Rhys Ruddock is relishing another physical battle with Georgia on Sunday after his starring role as a late-comer to Ireland's victory over South Africa.

The Leinster back-row, who turns 24 today, learned he would be starting at openside flanker at breakfast last Saturday morning after Ulster's Chris Henry suffered a severe migraine.

Ruddock seized his opportunity, scoring his first Ireland try on his fourth appearance, and now is looking ahead to taking on a pedigree Georgia pack with most experienced in France's Top 14.

"They want to get up, meet you head on and win the physical battle," Ruddock said.

"They've got some real threats on the ball who can punish you if you don't get your roles right.

"You have to meet it head on in the early stages of the game, don't let them build confidence in their perceived strength and after that hopefully have some ways to work outside of those lines and try to create a bit of space elsewhere.

"Hopefully we'll have some ways to break them down.

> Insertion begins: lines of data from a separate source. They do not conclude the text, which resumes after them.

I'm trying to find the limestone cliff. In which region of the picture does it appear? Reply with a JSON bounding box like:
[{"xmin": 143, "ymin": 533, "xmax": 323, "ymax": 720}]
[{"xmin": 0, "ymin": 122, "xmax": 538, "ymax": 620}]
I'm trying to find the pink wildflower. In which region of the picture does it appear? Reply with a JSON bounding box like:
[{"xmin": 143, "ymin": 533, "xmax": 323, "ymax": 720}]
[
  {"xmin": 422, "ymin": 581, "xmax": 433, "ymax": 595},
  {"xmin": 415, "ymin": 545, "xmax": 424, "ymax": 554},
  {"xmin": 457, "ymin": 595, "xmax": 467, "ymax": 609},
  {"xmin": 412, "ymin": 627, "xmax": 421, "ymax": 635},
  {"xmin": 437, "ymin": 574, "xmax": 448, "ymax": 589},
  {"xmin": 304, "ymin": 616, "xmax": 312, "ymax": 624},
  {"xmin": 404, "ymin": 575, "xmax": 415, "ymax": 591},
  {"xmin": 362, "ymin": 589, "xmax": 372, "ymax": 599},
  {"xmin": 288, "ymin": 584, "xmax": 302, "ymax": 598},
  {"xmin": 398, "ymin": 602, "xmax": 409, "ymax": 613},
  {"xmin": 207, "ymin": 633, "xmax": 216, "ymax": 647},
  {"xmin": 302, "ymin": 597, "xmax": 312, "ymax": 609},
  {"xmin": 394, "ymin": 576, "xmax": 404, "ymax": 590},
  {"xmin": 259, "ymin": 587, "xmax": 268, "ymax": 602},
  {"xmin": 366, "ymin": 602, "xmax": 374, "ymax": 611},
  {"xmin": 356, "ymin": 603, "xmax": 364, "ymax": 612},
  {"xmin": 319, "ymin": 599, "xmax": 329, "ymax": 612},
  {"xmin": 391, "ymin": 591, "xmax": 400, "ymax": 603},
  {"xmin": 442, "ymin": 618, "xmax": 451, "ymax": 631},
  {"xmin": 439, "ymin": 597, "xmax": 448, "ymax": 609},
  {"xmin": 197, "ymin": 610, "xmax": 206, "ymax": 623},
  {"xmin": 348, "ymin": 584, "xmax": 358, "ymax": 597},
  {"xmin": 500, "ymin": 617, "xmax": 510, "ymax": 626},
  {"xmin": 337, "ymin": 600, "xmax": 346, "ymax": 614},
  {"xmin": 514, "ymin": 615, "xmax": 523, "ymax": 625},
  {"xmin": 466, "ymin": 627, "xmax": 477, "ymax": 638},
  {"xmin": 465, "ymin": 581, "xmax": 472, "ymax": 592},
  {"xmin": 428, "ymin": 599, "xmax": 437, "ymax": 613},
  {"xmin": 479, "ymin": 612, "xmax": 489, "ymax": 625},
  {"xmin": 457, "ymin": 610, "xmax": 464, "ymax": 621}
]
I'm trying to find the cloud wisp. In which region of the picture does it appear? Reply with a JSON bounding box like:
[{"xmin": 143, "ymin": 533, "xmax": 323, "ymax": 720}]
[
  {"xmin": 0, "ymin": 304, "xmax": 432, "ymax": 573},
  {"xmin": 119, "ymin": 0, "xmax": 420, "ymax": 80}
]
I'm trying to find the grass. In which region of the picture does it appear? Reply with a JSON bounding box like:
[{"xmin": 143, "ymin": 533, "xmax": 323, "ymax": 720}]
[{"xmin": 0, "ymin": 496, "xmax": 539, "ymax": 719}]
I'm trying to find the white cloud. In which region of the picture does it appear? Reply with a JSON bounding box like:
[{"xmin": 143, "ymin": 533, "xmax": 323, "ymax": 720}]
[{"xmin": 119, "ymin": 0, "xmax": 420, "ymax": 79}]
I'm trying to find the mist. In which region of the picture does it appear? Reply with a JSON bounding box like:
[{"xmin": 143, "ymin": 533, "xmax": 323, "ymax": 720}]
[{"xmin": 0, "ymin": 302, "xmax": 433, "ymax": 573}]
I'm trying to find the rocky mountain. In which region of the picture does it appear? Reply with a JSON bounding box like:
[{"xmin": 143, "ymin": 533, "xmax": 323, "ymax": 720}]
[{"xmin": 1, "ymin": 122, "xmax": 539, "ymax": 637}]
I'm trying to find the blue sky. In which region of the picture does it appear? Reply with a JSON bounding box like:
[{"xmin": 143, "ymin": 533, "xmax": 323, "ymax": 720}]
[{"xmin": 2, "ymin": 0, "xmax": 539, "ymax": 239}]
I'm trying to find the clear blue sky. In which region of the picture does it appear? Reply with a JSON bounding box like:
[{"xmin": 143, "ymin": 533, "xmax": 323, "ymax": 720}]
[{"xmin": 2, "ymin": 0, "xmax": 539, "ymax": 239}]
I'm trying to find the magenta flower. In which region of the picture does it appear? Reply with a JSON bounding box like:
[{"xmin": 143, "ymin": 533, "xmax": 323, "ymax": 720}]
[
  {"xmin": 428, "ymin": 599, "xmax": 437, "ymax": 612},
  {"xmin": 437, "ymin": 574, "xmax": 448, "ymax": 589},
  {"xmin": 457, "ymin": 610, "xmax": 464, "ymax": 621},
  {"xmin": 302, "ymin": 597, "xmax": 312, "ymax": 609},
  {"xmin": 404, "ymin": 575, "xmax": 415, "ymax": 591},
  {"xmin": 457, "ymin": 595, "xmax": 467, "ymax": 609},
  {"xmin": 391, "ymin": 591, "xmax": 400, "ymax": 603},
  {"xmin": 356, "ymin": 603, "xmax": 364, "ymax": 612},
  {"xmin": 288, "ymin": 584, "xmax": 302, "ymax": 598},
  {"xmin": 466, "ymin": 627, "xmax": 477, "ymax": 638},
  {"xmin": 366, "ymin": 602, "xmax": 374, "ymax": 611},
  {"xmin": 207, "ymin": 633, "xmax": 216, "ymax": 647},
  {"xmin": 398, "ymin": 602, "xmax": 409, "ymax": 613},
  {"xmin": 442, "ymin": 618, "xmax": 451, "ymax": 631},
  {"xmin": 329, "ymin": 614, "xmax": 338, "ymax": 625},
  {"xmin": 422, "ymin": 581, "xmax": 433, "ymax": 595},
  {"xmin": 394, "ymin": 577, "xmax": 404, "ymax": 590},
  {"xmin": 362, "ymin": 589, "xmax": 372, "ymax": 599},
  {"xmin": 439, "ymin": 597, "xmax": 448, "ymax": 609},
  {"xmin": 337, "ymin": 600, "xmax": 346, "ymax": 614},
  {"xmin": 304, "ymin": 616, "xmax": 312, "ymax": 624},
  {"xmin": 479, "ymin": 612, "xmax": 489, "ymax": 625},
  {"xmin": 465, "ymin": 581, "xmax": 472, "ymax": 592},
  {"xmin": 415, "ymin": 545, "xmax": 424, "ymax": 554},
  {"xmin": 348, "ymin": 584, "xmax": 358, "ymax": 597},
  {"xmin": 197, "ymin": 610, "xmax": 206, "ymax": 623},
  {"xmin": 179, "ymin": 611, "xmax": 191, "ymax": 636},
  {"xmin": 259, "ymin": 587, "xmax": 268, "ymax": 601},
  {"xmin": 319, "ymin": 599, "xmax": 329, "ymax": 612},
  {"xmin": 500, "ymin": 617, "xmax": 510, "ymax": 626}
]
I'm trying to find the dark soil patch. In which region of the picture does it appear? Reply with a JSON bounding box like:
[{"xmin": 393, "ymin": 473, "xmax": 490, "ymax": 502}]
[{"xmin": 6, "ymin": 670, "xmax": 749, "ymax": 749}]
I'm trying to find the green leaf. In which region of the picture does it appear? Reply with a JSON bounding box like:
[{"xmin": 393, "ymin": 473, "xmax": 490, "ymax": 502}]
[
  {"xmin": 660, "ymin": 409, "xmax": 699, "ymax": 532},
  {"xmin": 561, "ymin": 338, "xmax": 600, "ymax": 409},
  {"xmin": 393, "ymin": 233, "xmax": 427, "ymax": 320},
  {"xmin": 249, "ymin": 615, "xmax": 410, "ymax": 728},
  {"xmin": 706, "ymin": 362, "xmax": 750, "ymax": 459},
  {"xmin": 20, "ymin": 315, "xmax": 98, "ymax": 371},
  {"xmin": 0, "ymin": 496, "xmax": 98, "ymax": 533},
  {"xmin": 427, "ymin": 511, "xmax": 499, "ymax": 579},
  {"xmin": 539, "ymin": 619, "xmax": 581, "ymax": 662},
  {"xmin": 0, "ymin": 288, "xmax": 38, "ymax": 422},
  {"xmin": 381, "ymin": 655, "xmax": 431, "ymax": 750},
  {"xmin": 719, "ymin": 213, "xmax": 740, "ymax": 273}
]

If you're just going to run straight and hard at them all day, they'll be well able to defend.

"We need to come up with some ways to create some space."

Ireland head coach Joe Schmidt found plenty to improve on after the Springboks display to ensure there will be no complacency on Sunday.

"Everyone's got a lot of respect for them," Ruddock added.

"Everyone's got a bit more confidence after a good win, but Joe's brought us back down to earth and the reality is we didn't perform to the best of our ability.

"It was a good win, but there's a lot more left in the tank.

"The focus now is on getting all of that out this weekend. We're hoping to improve our performance on last weekend," he explained.

Ruddock was thrust into the starting line-up after some time on the periphery with Ireland and Leinster.

"It was a little bit of a shock getting the start (but) I was more than ready," added Ruddock, who is more often a blindside flanker.

"I was happy to be starting, playing seven.

"I was able to narrow my focus and concentrate on that role," said the Dublin-born son of former Wales head coach Mike Ruddock.